Rajavi denies that the families are “real” and claims that these are all “agents of Iranian intelligence services” coming to “kill” the members of the “National Liberation Army” which is about to “topple” the Iranian regime and its puppet regime i.e. Iraqi government.

The families have brought with them all the documentation necessary to prove their legal position and their family relations with the hostages inside the camp. They have handed these documents to the Iraqi and UN authorities demanding action and are waiting for some result.

At the same time Nejat Society announced today that Ashur Varshi escaped from Camp Liberty and immediately contacted his family.

Link to the source:

Ashur Varshi escaped Camp Liberty and contact his family

Mr. Varshi defected the Mojahedin- e Khalq group and managed to run away the Cult after 27 years.

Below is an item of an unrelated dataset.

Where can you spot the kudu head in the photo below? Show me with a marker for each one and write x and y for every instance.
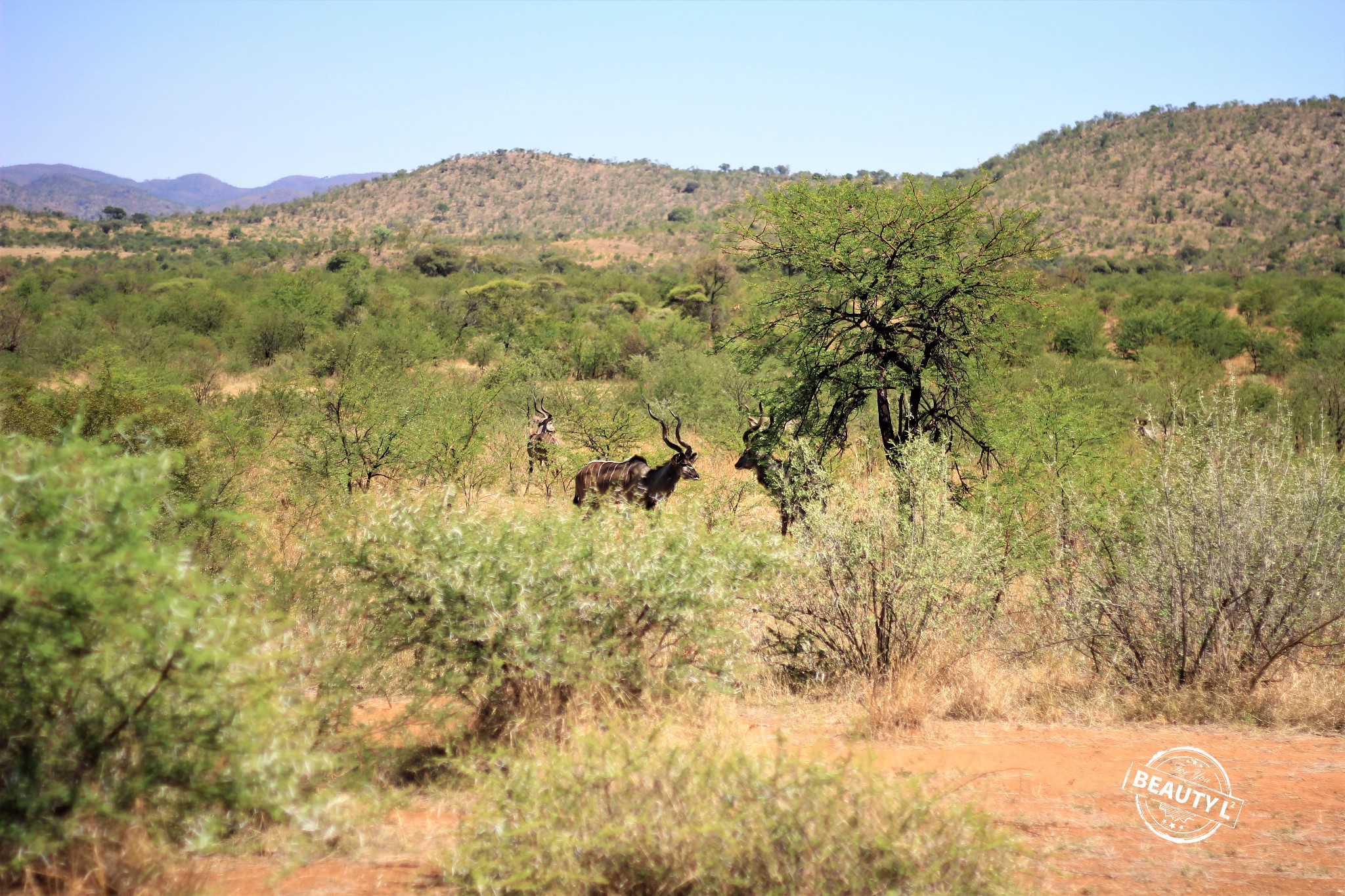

Ashur Varshi now resides in a hotel in Baghdad, Iraq. As soon as he stepped the free world, Ashur called his brother; Ghorban. He introduced himself and said that he was free, living in a hotel in Baghdad. His brother was shocked and couldn’t stop crying. The Varshi family were really happy they could hear Ashur’s voice after nearly three decades.

Ashur asked to talk to his parents. He said that he missed his mother a lot. Unfortunately his parents were dead while he was captive of MKO Cult.

Another camp liberty resident escaped along with Ashur. Mr. Mahmoud Ruhollahi is from Babolsar and now resides in the same hotel as Ashur.